Braunstein submitted PPP loan applications for M&M Auto and M&M Powersports and he received nearly $732,000.
A year later, he applied for loan forgiveness, claiming the funds had been spent on payroll and rent.
The applications were a sham, according to court records. M&M Auto, for instance, had been bankrupt since 2019: it did not exist as of the February 2020 threshold, it had no employees and it paid no rent. Braunstein used the same payroll records for both applications, in effect double counting his employees.
In seeking loan forgiveness, he claimed that both companies paid $179,664 in rent, according to court records, when in fact no rent had been paid.

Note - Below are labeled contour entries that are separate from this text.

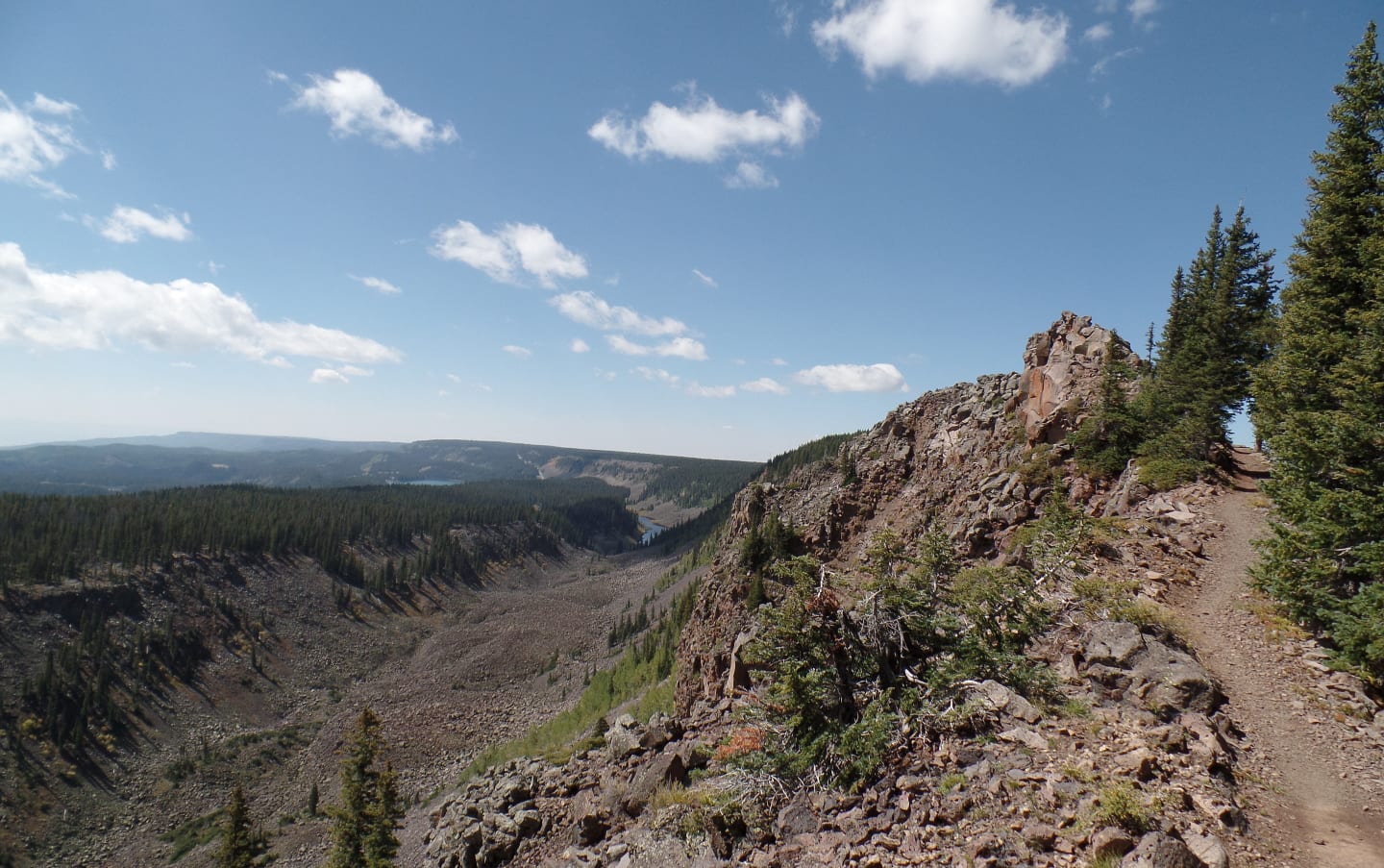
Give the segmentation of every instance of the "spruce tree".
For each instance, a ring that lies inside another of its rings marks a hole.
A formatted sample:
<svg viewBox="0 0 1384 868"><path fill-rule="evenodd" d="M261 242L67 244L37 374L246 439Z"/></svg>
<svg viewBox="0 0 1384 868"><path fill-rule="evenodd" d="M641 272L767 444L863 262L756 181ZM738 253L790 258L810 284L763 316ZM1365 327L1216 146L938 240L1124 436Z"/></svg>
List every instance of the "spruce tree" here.
<svg viewBox="0 0 1384 868"><path fill-rule="evenodd" d="M1312 155L1255 424L1273 458L1261 584L1384 674L1384 64L1372 22Z"/></svg>
<svg viewBox="0 0 1384 868"><path fill-rule="evenodd" d="M263 851L264 838L251 831L245 790L237 785L231 790L231 803L226 807L221 846L216 850L216 868L255 868L262 864L259 856Z"/></svg>
<svg viewBox="0 0 1384 868"><path fill-rule="evenodd" d="M394 831L404 815L393 768L375 768L385 743L383 725L367 706L347 735L342 757L340 804L331 808L332 851L328 868L382 868L399 850Z"/></svg>

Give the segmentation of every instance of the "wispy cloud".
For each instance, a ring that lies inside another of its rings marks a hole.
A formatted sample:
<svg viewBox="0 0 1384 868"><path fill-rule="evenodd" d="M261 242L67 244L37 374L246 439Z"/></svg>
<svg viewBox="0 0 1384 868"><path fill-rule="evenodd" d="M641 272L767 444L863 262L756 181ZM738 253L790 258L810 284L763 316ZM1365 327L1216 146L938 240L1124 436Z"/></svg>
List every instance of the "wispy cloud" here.
<svg viewBox="0 0 1384 868"><path fill-rule="evenodd" d="M695 84L686 86L686 91L684 105L656 101L642 118L630 119L621 112L608 112L587 134L631 159L664 156L717 163L738 156L742 166L758 166L757 161L764 156L778 155L785 148L801 148L821 126L821 118L796 93L782 100L765 97L764 112L735 112L699 93ZM731 179L742 174L753 176L754 169L738 169ZM763 168L758 168L758 174L768 177ZM727 183L731 183L729 179Z"/></svg>
<svg viewBox="0 0 1384 868"><path fill-rule="evenodd" d="M1104 42L1114 36L1114 28L1110 26L1109 21L1102 21L1100 24L1093 24L1086 28L1085 33L1081 35L1082 42Z"/></svg>
<svg viewBox="0 0 1384 868"><path fill-rule="evenodd" d="M774 379L772 377L760 377L758 379L752 379L747 383L740 383L740 388L746 392L767 392L770 395L787 395L787 386Z"/></svg>
<svg viewBox="0 0 1384 868"><path fill-rule="evenodd" d="M163 238L165 241L187 241L192 237L188 224L192 217L184 212L181 215L165 210L162 217L155 217L147 210L116 205L109 217L97 220L87 216L83 223L101 233L102 238L116 244L134 244L148 235Z"/></svg>
<svg viewBox="0 0 1384 868"><path fill-rule="evenodd" d="M32 266L0 244L0 343L101 350L123 342L151 350L220 350L267 364L284 356L340 363L399 361L389 346L335 328L266 323L216 284L149 284L119 271L61 274Z"/></svg>
<svg viewBox="0 0 1384 868"><path fill-rule="evenodd" d="M1027 15L995 0L836 0L812 24L829 57L854 54L865 75L898 72L923 84L934 79L1030 84L1067 54L1067 18Z"/></svg>
<svg viewBox="0 0 1384 868"><path fill-rule="evenodd" d="M778 179L768 169L750 159L742 159L735 165L735 172L721 180L731 190L772 190L778 187Z"/></svg>
<svg viewBox="0 0 1384 868"><path fill-rule="evenodd" d="M0 181L26 184L60 198L76 198L44 173L71 154L84 152L66 122L78 111L72 102L33 94L22 108L0 91Z"/></svg>
<svg viewBox="0 0 1384 868"><path fill-rule="evenodd" d="M716 282L716 278L713 278L711 275L703 274L700 269L692 269L692 274L695 274L699 281L702 281L703 284L706 284L707 287L710 287L713 289L716 289L717 287L721 285L721 284Z"/></svg>
<svg viewBox="0 0 1384 868"><path fill-rule="evenodd" d="M612 350L624 356L664 356L688 359L692 361L706 360L706 346L692 338L674 338L663 343L646 345L635 343L624 335L606 335L606 343Z"/></svg>
<svg viewBox="0 0 1384 868"><path fill-rule="evenodd" d="M667 383L670 386L677 386L680 382L682 382L682 378L678 377L677 374L664 371L663 368L645 367L642 364L631 370L630 372L635 374L637 377L642 377L644 379Z"/></svg>
<svg viewBox="0 0 1384 868"><path fill-rule="evenodd" d="M735 386L703 386L699 383L689 383L686 392L688 395L696 397L735 397Z"/></svg>
<svg viewBox="0 0 1384 868"><path fill-rule="evenodd" d="M1129 57L1135 57L1138 54L1139 54L1138 46L1132 47L1132 48L1121 48L1120 51L1116 51L1114 54L1107 54L1107 55L1102 57L1099 61L1096 61L1095 64L1091 65L1091 78L1092 79L1103 78L1103 76L1106 76L1106 75L1110 73L1110 65L1111 64L1114 64L1117 61L1122 61L1122 60L1129 58Z"/></svg>
<svg viewBox="0 0 1384 868"><path fill-rule="evenodd" d="M350 379L346 378L340 371L332 368L317 368L307 378L307 382L322 385L322 383L349 383Z"/></svg>
<svg viewBox="0 0 1384 868"><path fill-rule="evenodd" d="M288 82L281 72L271 72L270 79ZM331 78L309 75L307 80L306 87L293 86L298 97L291 105L327 115L336 136L365 136L386 148L412 151L457 140L457 130L450 123L439 125L404 108L379 82L358 69L338 69Z"/></svg>
<svg viewBox="0 0 1384 868"><path fill-rule="evenodd" d="M555 295L548 299L548 303L573 323L581 323L601 331L623 331L648 338L662 338L681 335L688 329L686 324L681 320L674 320L673 317L646 317L628 307L610 305L585 289Z"/></svg>
<svg viewBox="0 0 1384 868"><path fill-rule="evenodd" d="M388 280L379 278L379 277L356 277L354 274L347 274L346 277L352 278L357 284L361 284L364 287L370 287L371 289L375 289L376 292L382 292L383 295L399 295L400 292L403 292L403 289L400 289L394 284L389 282Z"/></svg>
<svg viewBox="0 0 1384 868"><path fill-rule="evenodd" d="M458 220L433 230L433 256L462 262L501 284L516 284L527 273L549 289L556 278L587 275L587 260L563 246L554 234L533 223L507 223L484 233L475 223Z"/></svg>
<svg viewBox="0 0 1384 868"><path fill-rule="evenodd" d="M1158 11L1158 0L1129 0L1129 17L1135 24L1145 24L1150 15Z"/></svg>
<svg viewBox="0 0 1384 868"><path fill-rule="evenodd" d="M799 371L793 379L804 386L819 386L828 392L907 392L904 375L889 363L880 364L819 364Z"/></svg>

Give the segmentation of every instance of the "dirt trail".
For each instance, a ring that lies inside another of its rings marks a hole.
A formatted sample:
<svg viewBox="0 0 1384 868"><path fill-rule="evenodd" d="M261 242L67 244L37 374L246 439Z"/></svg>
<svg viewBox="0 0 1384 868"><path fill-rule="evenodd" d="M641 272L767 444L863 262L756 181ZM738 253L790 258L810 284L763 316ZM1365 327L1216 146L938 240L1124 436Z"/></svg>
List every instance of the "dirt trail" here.
<svg viewBox="0 0 1384 868"><path fill-rule="evenodd" d="M1360 721L1334 710L1326 673L1254 615L1247 569L1265 530L1261 455L1239 451L1218 498L1225 530L1207 545L1197 588L1181 599L1201 660L1222 681L1247 735L1240 759L1250 835L1269 864L1384 867L1384 759Z"/></svg>

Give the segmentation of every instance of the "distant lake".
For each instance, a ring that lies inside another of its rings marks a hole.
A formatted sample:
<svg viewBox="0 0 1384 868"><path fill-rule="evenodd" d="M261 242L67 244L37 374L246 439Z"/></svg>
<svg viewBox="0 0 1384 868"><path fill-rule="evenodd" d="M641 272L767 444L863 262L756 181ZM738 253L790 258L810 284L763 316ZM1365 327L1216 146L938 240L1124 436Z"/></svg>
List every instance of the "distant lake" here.
<svg viewBox="0 0 1384 868"><path fill-rule="evenodd" d="M639 516L639 527L644 527L644 536L639 537L639 543L644 545L648 545L649 541L653 540L653 537L667 530L667 527L664 527L663 525L659 525L657 522L650 522L642 515Z"/></svg>

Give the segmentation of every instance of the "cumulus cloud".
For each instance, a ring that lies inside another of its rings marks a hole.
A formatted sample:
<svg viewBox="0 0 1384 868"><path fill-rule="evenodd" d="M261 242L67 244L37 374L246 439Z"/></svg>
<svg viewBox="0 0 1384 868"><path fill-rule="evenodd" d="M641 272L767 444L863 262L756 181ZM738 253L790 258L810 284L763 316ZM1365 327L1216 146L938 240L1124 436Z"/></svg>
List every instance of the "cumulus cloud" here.
<svg viewBox="0 0 1384 868"><path fill-rule="evenodd" d="M356 277L354 274L347 274L346 277L352 278L357 284L370 287L371 289L375 289L376 292L382 292L385 295L399 295L400 292L403 292L403 289L400 289L394 284L379 277Z"/></svg>
<svg viewBox="0 0 1384 868"><path fill-rule="evenodd" d="M610 305L585 289L555 295L548 299L548 303L573 323L581 323L601 331L623 331L648 338L663 338L681 335L688 329L686 324L681 320L674 320L673 317L663 317L662 320L646 317L628 307Z"/></svg>
<svg viewBox="0 0 1384 868"><path fill-rule="evenodd" d="M275 72L270 78L288 80ZM450 123L439 126L432 118L404 108L379 82L358 69L338 69L329 79L309 75L307 80L307 87L298 89L298 98L291 105L327 115L336 136L367 136L386 148L414 151L457 140L457 130Z"/></svg>
<svg viewBox="0 0 1384 868"><path fill-rule="evenodd" d="M370 338L304 323L260 320L216 284L149 284L119 271L60 274L32 266L19 245L0 244L0 343L100 350L221 350L274 365L285 356L340 363L399 361Z"/></svg>
<svg viewBox="0 0 1384 868"><path fill-rule="evenodd" d="M624 335L606 335L606 343L614 352L626 356L666 356L689 359L692 361L706 360L706 346L692 338L674 338L650 346L648 343L635 343Z"/></svg>
<svg viewBox="0 0 1384 868"><path fill-rule="evenodd" d="M703 284L706 284L707 287L710 287L713 289L716 289L717 287L721 285L721 284L716 282L714 277L711 277L709 274L703 274L700 269L692 269L692 274L695 274L699 281L702 281Z"/></svg>
<svg viewBox="0 0 1384 868"><path fill-rule="evenodd" d="M907 392L904 375L891 364L819 364L799 371L793 379L828 392Z"/></svg>
<svg viewBox="0 0 1384 868"><path fill-rule="evenodd" d="M637 374L637 375L642 377L644 379L649 379L649 381L653 381L653 382L667 383L670 386L677 386L680 382L682 382L682 378L678 377L677 374L671 374L668 371L664 371L663 368L645 367L642 364L639 367L631 370L630 372L631 374Z"/></svg>
<svg viewBox="0 0 1384 868"><path fill-rule="evenodd" d="M1104 42L1114 36L1114 28L1110 26L1109 21L1102 21L1100 24L1093 24L1086 28L1086 32L1081 35L1082 42Z"/></svg>
<svg viewBox="0 0 1384 868"><path fill-rule="evenodd" d="M187 241L192 237L188 223L192 217L187 212L177 215L165 210L162 217L155 217L147 210L116 205L115 210L105 220L87 217L84 223L101 233L102 238L116 244L134 244L144 235L163 238L166 241Z"/></svg>
<svg viewBox="0 0 1384 868"><path fill-rule="evenodd" d="M691 383L688 385L688 395L696 397L735 397L735 386L702 386Z"/></svg>
<svg viewBox="0 0 1384 868"><path fill-rule="evenodd" d="M871 78L900 72L918 84L1021 87L1062 62L1067 26L1064 15L1024 15L995 0L837 0L829 18L812 24L812 37L830 57L854 54Z"/></svg>
<svg viewBox="0 0 1384 868"><path fill-rule="evenodd" d="M747 383L740 383L740 388L746 392L767 392L770 395L787 395L787 386L774 379L772 377L760 377Z"/></svg>
<svg viewBox="0 0 1384 868"><path fill-rule="evenodd" d="M555 278L587 275L585 259L565 248L547 227L533 223L507 223L490 234L475 223L458 220L433 230L430 251L440 259L484 271L501 284L516 284L520 271L549 289L556 287Z"/></svg>
<svg viewBox="0 0 1384 868"><path fill-rule="evenodd" d="M778 187L778 179L757 162L742 159L735 166L735 172L727 174L725 186L731 190L772 190Z"/></svg>
<svg viewBox="0 0 1384 868"><path fill-rule="evenodd" d="M734 112L689 86L681 107L655 101L642 118L634 119L608 112L587 134L631 159L666 156L716 163L735 155L801 148L821 126L821 118L796 93L782 100L765 97L765 104L764 112Z"/></svg>
<svg viewBox="0 0 1384 868"><path fill-rule="evenodd" d="M86 151L72 126L62 120L76 108L43 94L33 94L21 108L0 91L0 181L28 184L55 198L75 198L43 173L69 154Z"/></svg>

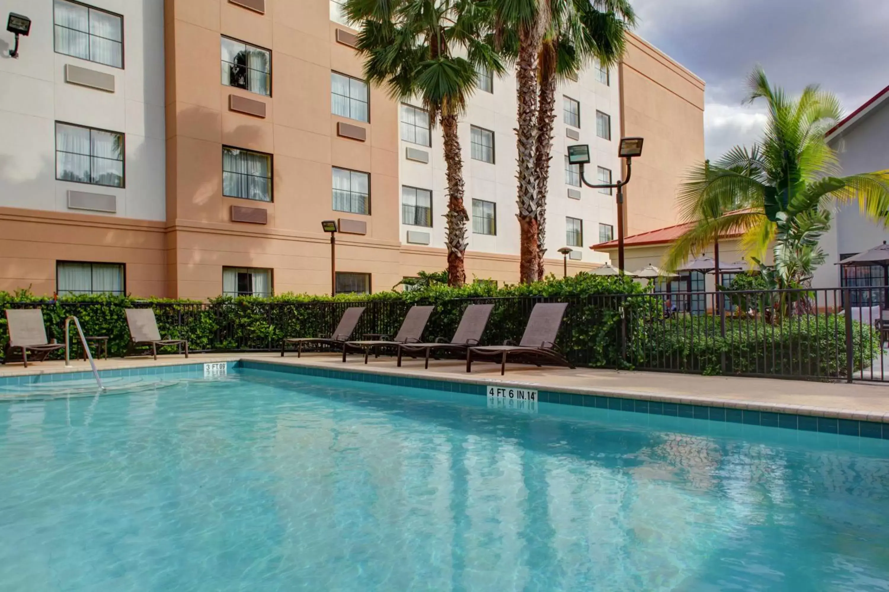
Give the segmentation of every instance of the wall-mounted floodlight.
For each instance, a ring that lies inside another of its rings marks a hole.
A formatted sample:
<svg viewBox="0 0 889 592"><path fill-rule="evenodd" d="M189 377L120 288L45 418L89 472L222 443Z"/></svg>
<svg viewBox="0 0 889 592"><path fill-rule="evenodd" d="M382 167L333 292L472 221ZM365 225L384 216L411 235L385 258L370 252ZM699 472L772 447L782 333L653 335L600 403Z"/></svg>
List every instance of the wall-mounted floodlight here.
<svg viewBox="0 0 889 592"><path fill-rule="evenodd" d="M22 14L15 12L9 13L9 20L6 21L6 30L15 35L15 46L9 51L11 58L19 57L19 36L24 35L26 37L31 32L31 20Z"/></svg>
<svg viewBox="0 0 889 592"><path fill-rule="evenodd" d="M575 144L568 147L569 164L589 164L590 162L589 145Z"/></svg>

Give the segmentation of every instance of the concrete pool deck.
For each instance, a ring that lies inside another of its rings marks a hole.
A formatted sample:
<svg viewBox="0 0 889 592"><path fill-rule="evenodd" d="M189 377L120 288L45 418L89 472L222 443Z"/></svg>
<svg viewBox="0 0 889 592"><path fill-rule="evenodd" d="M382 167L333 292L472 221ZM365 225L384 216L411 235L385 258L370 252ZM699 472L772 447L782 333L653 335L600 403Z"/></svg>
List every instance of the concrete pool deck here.
<svg viewBox="0 0 889 592"><path fill-rule="evenodd" d="M156 362L147 357L111 358L96 360L96 366L99 370L118 370L238 360L427 380L516 384L583 395L889 423L887 383L846 384L590 368L571 370L517 364L507 364L506 376L501 377L499 364L484 362L474 363L472 373L468 374L465 363L458 360L430 360L429 369L424 370L422 359L405 358L398 368L394 357L372 357L365 365L359 355L350 356L343 364L338 355L326 353L303 354L301 358L289 353L281 357L280 353L275 352L193 354L188 360L184 356L163 356ZM21 364L10 364L0 365L0 378L90 371L89 364L82 360L72 361L71 365L66 368L64 362L49 361L31 364L26 369Z"/></svg>

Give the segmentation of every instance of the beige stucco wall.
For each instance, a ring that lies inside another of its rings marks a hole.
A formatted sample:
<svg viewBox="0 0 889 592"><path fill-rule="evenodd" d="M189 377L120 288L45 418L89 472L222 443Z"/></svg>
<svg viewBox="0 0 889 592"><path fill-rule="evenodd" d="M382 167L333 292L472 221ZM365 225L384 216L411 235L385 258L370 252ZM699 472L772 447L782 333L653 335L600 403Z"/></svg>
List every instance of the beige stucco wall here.
<svg viewBox="0 0 889 592"><path fill-rule="evenodd" d="M621 135L645 139L626 189L626 235L680 221L676 190L704 159L704 82L630 34L621 64Z"/></svg>

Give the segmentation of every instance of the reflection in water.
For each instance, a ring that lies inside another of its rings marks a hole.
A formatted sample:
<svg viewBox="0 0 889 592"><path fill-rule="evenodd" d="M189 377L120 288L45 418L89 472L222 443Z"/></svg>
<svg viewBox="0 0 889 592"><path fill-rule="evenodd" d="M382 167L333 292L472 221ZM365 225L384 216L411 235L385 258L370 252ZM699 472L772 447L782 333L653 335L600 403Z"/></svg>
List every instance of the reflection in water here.
<svg viewBox="0 0 889 592"><path fill-rule="evenodd" d="M889 587L885 443L356 387L0 403L0 589Z"/></svg>

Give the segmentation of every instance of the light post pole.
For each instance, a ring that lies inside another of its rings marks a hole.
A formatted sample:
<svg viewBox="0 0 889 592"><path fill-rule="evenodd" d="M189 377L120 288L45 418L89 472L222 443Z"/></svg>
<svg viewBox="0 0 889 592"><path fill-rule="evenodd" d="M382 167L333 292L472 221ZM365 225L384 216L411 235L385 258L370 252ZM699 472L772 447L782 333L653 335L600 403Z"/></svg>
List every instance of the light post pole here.
<svg viewBox="0 0 889 592"><path fill-rule="evenodd" d="M618 272L623 275L623 186L629 182L632 175L633 158L642 156L642 138L621 138L621 148L618 156L627 159L627 178L616 183L605 183L594 185L587 182L583 178L583 165L589 164L589 146L588 144L576 144L568 147L568 163L570 164L581 165L581 182L593 189L617 189L617 252L618 252Z"/></svg>
<svg viewBox="0 0 889 592"><path fill-rule="evenodd" d="M325 220L321 228L331 233L331 296L336 296L336 220Z"/></svg>

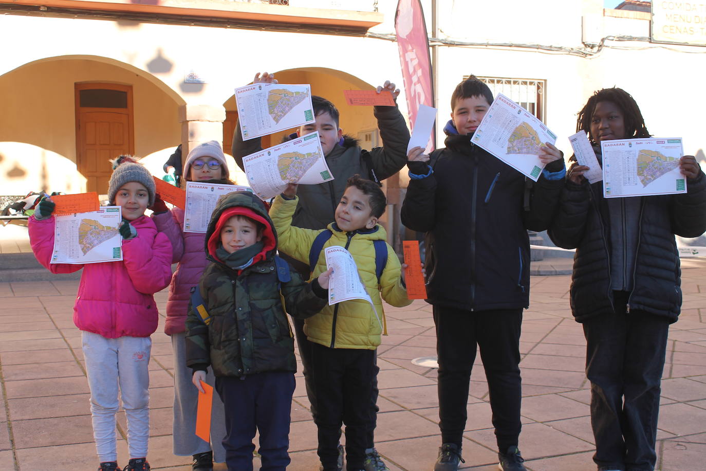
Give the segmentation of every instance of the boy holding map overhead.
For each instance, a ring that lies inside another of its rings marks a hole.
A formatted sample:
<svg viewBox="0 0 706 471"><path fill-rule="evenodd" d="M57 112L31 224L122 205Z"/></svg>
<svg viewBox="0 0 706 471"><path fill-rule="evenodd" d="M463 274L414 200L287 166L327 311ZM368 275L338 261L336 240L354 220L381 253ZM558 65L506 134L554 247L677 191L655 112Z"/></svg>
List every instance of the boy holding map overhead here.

He did owe a mortgage to Irene Yabrow for the property on which his businesses operated, Heavey’s sentencing letter states, but he “failed to pay a dime towards his mortgage.”
Instead, Heavey says, Braunstein used the money to prop up his business long enough to sell it and then retire to Florida.
“He left Ms. Yabrow, an 87-year-old Holocaust survivor, living on fixed income, without mortgage payments that she was counting on for her monthly income.”
Defense attorney Lawrence placed much of the blame on Donald Raimondi, the business’s controller who handled much of the paperwork and who allegedly embezzled $500,000 to $600,000 from Braunstein’s companies.
Lawrence asked the court to impose no prison time. Braunstein had failed to oversee and scrutinize the PPP process, he argued, but he was trying to save his business “whose financial difficulties were compounded by an untrustworthy employee and the Covid-19 pandemic.”
Heavey noted that Braunstein had fired Raimondi more than a year before the fraudulent loan forgiveness papers were submitted, and that Raimondi had probably stolen about $160,000.
She recommended 14 to 21 months in prison, in accordance with federal sentencing guidelines.
“This was not a failure to oversee the actions of employees engaged in fraud,” she states. “The defendant was not asleep at the wheel, he was the driving force behind this fraud.”
Judge Halpern recommended that the Bureau of Prisons put Braunstein in the FCI Coleman satellite minimum security camp in Sumterville, Florida.
He ordered Braunstein to surrender on Feb. 27.